👶 ABSOLUTE BEGINNER FRIENDLY

📦 Python Data Structures

Learn how to organize and store data! Lists, Tuples, Sets, and Dictionaries - explained with real-life examples.

The 4 Data Structures You MUST Know

👶 Explain Like I'm 5

Imagine you have different types of containers at home:

  • Drawer (List): Store things in order, can add/remove anytime
  • Display Case (Tuple): Things are locked in, can't change
  • Bag of Unique Marbles (Set): No duplicates allowed!
  • Address Book (Dictionary): Look up by name to find number
Type Symbol Ordered? Changeable? Duplicates? Example
List [ ] ✅ Yes ✅ Yes ✅ Yes [1, 2, 2, "a"]
Tuple ( ) ✅ Yes ❌ No ✅ Yes (1, 2, 2, "a")
Set { } ❌ No ✅ Yes ❌ No {1, 2, "a"}
Dict {k:v} ✅ Yes* ✅ Yes ❌ No keys {"name": "Ali"}

Chapter 1: Lists - The Flexible Container

👶 What is a List?

A list is like a shopping list - you can add items, remove items, and change them anytime!

Items stay in the order you put them. You can have the same item twice!

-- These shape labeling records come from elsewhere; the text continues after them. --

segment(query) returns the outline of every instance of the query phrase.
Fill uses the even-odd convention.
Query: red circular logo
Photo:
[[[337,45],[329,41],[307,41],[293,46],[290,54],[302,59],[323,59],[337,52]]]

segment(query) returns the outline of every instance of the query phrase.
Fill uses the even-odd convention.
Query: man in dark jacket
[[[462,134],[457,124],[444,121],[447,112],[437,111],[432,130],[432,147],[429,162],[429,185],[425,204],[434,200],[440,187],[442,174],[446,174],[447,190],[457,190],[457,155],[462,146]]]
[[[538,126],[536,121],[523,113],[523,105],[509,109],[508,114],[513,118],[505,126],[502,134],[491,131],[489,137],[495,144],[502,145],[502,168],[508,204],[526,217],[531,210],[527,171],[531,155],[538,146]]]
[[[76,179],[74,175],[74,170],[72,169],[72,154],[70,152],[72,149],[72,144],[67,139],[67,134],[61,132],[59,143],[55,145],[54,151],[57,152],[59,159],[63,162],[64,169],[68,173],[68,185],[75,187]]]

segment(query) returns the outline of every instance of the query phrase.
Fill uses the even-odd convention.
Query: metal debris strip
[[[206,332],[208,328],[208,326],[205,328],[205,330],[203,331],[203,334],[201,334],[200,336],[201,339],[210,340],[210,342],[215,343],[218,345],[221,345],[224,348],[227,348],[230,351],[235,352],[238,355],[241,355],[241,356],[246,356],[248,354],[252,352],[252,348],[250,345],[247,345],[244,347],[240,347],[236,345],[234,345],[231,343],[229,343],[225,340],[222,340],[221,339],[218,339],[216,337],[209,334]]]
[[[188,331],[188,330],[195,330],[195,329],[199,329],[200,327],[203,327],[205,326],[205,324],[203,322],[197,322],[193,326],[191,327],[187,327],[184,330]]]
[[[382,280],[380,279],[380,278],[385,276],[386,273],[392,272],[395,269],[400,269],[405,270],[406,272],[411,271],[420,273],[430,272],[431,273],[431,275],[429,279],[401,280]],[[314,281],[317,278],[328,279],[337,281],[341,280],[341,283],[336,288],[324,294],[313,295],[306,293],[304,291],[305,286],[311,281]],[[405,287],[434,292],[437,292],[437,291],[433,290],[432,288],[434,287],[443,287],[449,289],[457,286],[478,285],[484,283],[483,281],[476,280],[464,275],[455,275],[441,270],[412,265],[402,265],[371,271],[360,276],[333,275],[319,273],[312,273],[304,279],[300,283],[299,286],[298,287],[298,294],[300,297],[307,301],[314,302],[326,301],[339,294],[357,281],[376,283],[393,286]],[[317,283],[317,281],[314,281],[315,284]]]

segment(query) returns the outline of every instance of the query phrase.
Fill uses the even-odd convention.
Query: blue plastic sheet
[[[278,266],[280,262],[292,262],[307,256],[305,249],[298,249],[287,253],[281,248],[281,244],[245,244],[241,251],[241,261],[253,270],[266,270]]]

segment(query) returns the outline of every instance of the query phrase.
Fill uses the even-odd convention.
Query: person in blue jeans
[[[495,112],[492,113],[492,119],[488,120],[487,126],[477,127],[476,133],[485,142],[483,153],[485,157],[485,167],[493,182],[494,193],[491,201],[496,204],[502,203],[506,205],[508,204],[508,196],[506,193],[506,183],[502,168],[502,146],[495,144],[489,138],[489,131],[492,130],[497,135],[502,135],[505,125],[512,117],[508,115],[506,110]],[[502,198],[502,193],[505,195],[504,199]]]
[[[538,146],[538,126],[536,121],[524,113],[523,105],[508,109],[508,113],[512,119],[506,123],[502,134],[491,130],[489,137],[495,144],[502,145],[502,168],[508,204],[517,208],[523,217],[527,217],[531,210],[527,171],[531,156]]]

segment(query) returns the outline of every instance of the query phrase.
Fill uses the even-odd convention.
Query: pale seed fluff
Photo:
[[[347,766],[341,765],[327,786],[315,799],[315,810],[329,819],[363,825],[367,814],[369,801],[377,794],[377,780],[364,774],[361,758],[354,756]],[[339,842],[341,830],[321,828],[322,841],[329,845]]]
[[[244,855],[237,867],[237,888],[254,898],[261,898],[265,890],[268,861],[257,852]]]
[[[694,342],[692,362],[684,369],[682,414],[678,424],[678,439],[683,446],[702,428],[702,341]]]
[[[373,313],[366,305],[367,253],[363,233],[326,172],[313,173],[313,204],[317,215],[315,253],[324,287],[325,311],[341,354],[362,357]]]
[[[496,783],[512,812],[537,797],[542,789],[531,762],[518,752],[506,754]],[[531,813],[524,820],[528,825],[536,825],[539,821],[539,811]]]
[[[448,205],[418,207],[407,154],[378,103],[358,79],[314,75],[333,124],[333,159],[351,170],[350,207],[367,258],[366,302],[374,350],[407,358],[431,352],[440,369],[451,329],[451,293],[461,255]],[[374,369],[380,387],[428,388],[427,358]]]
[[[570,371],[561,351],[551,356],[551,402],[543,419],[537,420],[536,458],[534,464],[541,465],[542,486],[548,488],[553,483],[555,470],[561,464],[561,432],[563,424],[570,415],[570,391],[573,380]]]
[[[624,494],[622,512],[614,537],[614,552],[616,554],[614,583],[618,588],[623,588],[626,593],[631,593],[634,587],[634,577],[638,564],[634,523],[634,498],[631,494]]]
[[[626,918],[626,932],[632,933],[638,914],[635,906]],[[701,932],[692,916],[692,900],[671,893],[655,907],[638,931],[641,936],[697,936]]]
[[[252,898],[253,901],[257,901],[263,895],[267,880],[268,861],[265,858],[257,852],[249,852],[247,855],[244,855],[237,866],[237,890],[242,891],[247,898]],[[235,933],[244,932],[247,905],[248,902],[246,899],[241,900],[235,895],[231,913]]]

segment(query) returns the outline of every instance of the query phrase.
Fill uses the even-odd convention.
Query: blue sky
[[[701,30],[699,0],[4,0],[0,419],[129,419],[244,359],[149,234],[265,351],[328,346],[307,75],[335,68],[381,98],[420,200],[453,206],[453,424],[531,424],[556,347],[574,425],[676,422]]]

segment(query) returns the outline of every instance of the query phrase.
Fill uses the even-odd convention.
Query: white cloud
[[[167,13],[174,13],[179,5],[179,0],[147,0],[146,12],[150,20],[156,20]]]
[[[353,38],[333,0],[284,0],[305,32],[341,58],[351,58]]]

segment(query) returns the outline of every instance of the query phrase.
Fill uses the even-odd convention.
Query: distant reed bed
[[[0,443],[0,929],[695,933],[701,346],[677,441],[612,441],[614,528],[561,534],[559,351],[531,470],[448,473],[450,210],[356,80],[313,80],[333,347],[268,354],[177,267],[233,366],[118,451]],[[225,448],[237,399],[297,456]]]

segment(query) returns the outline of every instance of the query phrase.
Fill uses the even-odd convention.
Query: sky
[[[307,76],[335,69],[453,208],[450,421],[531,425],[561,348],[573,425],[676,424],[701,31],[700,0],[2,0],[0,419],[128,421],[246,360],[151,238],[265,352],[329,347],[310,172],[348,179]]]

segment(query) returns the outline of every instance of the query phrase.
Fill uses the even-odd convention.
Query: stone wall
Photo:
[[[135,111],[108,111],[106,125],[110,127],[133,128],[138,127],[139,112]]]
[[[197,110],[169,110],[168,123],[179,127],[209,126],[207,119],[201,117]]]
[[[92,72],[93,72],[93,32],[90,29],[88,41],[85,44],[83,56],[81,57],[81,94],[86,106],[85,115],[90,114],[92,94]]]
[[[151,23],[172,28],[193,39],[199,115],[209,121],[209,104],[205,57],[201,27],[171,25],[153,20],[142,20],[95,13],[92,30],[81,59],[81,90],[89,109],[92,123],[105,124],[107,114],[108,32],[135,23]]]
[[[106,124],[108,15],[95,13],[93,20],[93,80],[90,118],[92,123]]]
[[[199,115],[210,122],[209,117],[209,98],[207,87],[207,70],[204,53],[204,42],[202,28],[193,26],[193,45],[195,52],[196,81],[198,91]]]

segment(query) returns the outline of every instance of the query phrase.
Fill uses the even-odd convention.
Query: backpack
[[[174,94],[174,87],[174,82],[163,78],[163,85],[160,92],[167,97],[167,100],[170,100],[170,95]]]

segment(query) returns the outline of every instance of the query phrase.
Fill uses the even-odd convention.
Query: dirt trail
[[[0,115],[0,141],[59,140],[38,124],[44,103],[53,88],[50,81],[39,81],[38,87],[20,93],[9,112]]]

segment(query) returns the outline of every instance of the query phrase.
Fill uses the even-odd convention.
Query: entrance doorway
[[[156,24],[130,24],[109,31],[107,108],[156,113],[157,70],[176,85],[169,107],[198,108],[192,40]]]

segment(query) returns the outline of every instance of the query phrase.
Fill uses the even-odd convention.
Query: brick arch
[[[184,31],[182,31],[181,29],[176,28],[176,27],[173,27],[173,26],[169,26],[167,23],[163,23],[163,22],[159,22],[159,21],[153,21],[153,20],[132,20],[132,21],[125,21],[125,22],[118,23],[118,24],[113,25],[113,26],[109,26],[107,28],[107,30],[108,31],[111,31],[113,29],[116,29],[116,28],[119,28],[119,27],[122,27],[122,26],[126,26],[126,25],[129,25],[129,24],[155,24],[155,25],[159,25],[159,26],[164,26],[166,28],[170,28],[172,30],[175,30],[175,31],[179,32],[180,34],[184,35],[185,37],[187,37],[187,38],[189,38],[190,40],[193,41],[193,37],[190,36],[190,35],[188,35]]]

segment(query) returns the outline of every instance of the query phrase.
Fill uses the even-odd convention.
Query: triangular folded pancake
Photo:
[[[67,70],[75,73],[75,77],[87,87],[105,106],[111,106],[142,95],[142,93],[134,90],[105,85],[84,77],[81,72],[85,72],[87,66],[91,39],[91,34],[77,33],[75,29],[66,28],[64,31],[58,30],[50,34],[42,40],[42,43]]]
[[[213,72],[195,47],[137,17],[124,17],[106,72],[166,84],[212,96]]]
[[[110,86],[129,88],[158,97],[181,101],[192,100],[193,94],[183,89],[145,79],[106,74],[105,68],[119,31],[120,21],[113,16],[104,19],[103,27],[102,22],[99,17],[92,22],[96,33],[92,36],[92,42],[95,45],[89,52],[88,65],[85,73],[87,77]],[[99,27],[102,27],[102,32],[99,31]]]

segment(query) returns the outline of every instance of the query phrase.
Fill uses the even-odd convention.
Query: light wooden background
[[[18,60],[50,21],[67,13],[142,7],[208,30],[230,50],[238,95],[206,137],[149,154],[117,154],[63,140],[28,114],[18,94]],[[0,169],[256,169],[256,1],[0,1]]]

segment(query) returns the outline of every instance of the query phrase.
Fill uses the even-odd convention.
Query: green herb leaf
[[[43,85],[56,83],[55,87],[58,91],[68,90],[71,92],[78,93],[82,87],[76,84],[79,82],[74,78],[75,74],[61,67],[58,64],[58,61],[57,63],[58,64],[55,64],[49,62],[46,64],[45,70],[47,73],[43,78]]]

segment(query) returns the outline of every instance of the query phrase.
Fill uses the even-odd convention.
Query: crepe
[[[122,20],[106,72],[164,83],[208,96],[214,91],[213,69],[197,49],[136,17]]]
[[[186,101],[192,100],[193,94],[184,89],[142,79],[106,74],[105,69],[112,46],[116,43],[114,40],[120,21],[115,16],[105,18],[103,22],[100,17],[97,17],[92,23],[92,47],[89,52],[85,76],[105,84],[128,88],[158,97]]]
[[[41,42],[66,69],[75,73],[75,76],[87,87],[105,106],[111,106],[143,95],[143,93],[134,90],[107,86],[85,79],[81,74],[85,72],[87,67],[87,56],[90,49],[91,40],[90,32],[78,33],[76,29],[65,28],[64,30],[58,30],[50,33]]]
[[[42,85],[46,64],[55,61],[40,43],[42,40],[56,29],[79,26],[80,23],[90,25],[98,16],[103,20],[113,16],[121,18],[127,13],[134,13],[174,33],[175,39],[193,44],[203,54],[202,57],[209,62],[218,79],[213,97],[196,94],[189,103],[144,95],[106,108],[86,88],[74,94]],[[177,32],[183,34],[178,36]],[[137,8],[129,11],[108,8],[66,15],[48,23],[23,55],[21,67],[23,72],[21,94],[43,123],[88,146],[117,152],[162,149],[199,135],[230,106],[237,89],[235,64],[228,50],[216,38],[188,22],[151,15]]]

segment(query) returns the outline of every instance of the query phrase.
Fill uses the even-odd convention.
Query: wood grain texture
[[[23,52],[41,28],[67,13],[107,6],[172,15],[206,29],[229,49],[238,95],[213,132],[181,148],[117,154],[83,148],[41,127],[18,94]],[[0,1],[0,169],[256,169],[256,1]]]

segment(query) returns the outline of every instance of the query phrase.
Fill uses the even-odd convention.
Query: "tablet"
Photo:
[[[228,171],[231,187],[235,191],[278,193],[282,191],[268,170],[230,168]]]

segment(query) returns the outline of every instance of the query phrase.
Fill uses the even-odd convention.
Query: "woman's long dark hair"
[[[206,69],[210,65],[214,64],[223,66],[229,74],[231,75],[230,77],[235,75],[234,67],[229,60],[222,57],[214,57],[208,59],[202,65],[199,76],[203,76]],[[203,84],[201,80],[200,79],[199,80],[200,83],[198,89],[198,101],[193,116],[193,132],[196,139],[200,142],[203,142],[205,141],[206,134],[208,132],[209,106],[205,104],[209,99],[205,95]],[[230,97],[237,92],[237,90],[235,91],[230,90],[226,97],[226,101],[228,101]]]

# Creating a list - use square brackets []
fruits = ["apple", "banana", "cherry"]
numbers = [1, 2, 3, 4, 5]
mixed = [1, "hello", 3.14, True]  # Can mix different types!

print(fruits)
# Output: ['apple', 'banana', 'cherry']

Accessing Items (Indexing)

📊 List Index Positions

fruits = ["apple", "banana", "cherry", "date"]

Index:       0         1         2        3
          +-------+--------+--------+------+
          | apple | banana | cherry | date |
          +-------+--------+--------+------+
Negative:   -4        -3       -2      -1
fruits = ["apple", "banana", "cherry", "date"]

# Access by index
print(fruits[0])       # Output: apple (first item)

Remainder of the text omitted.